We should all thank Congressman Mike Simpson for his willingness to invest in Endangered Species Recovery every year over the last decade through support for public-private partnerships. Specifically he has used his leadership on the House Appropriations Committee to urge the U.S. Fish and Wildlife Service to support non-government organizations, such as The Peregrine Fund, in our partnership with public agencies, to recover species such as the California condor and aplomado falcon.
The majority of funds have been raised from the private sector but the grants from the U.S. Fish and Wildlife Service to The Peregrine Fund, San Diego Zoo and other NGO’s across the country are essential for maintaining the level of investment necessary to recover these species.
The California condor dwindled to only 22 individuals by 1987 when the entire remaining population was taken into captivity in an effort to prevent the species’ extinction. Today there are 457 California condors in existence thanks to a focused effort by private and public partners.
The largest captive breeding flock is in Boise at The Peregrine Fund’s World Center for Birds of Prey. These 15 pairs produce 12 to 20 young each year, many of which are released into the Grand Canyon when ready to join the now wild population there. The Peregrine Fund’s ability to play this role in the recovery of the California condor is only possible due to our private supporters and the grants provided as a result of Rep.
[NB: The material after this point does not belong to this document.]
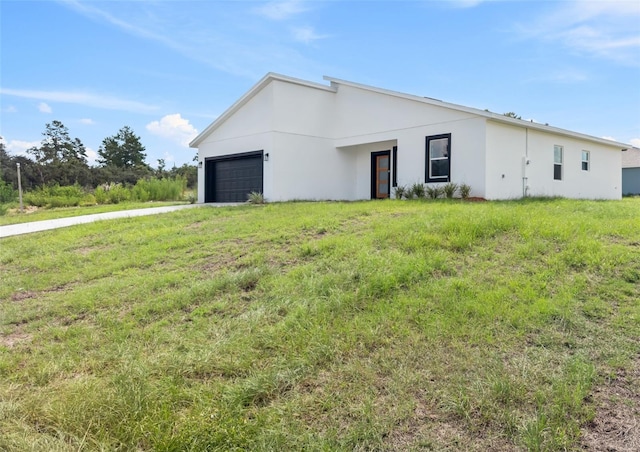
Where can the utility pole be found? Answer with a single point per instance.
(20, 187)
Simpson’s support.
The endangered aplomado falcon, an elegant native falcon of southwestern grasslands disappeared from the U.S. by the middle of the last century. The combination of pesticides (especially DDT), loss of habitat and direct persecution were most likely the culprits for their extirpation.
But favorable environmental factors returned to the U.S. and The Peregrine Fund received permits from the Mexican government to secure nestlings and raise them in Boise to serve as parents for aplomado falcons to be released in Texas and New Mexico.
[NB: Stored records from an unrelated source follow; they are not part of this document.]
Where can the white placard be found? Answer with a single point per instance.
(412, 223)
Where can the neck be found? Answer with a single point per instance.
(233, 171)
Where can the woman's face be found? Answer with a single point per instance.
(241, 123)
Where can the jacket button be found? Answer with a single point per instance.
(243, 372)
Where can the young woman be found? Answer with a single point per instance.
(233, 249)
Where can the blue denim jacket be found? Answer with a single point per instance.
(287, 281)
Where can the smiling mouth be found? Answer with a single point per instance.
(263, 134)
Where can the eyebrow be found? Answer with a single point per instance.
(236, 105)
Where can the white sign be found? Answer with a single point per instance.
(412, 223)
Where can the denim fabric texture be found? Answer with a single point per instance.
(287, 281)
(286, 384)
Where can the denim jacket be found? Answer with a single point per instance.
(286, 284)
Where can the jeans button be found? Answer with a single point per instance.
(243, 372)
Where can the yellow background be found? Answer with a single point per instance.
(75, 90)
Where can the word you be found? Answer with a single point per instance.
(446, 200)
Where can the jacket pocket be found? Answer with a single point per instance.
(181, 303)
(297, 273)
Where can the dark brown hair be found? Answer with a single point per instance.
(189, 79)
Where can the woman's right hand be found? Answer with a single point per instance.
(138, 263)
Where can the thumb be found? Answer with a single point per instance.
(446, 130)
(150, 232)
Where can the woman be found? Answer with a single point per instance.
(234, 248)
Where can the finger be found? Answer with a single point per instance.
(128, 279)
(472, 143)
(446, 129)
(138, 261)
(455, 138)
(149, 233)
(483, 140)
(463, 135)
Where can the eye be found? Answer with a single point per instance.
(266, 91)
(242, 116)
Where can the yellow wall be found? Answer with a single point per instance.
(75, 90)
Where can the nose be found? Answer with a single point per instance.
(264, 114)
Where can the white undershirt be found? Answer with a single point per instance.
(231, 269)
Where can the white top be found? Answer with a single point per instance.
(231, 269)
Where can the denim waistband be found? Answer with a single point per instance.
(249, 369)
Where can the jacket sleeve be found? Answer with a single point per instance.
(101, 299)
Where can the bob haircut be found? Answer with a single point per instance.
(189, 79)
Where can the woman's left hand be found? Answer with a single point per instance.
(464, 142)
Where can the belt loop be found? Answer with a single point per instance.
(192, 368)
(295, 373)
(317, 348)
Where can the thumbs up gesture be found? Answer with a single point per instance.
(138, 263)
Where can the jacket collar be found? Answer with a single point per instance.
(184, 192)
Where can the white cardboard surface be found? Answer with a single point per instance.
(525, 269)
We raised in Boise and released into the wild nearly 2,000 juvenile falcons over the past 20 years. As a result, today there are 39 pairs nesting in the wild in South Texas — a population that appears sustainable and another huge success for private:public partnerships in restoring Endangered Species.
The Peregrine Fund raises most of the funding for the Aplomado Falcon Restoration Program from private donors. But again, Rep. Simpson has supported this partnership through his work in Congress and we have realized partial financial support for the program, as well as deepened our working relationship with the U.S. Fish and Wildlife Service to recover this endangered species together.
Across America, private organizations, individuals and companies are working with public agencies to recover endangered species and to prevent others from becoming listed under the Endangered Species Act. Congressman Simpson continues to play a key role in seeing that public funds are invested wisely alongside private dollars and volunteered time to conserve America’s wildlife heritage. He has also championed legislation to name the Snake River Birds of Prey National Conservation Area after longtime advocate Morley Nelson, and most recently enacted legislation which expanded the conservation area to further the goals of protecting important eagle and raptor habitat. Idahoans and all Americans should thank Congressman Simpson for his work in support of recovery of endangered species.
Richard T. Watson is CEO of The Peregrine Fund.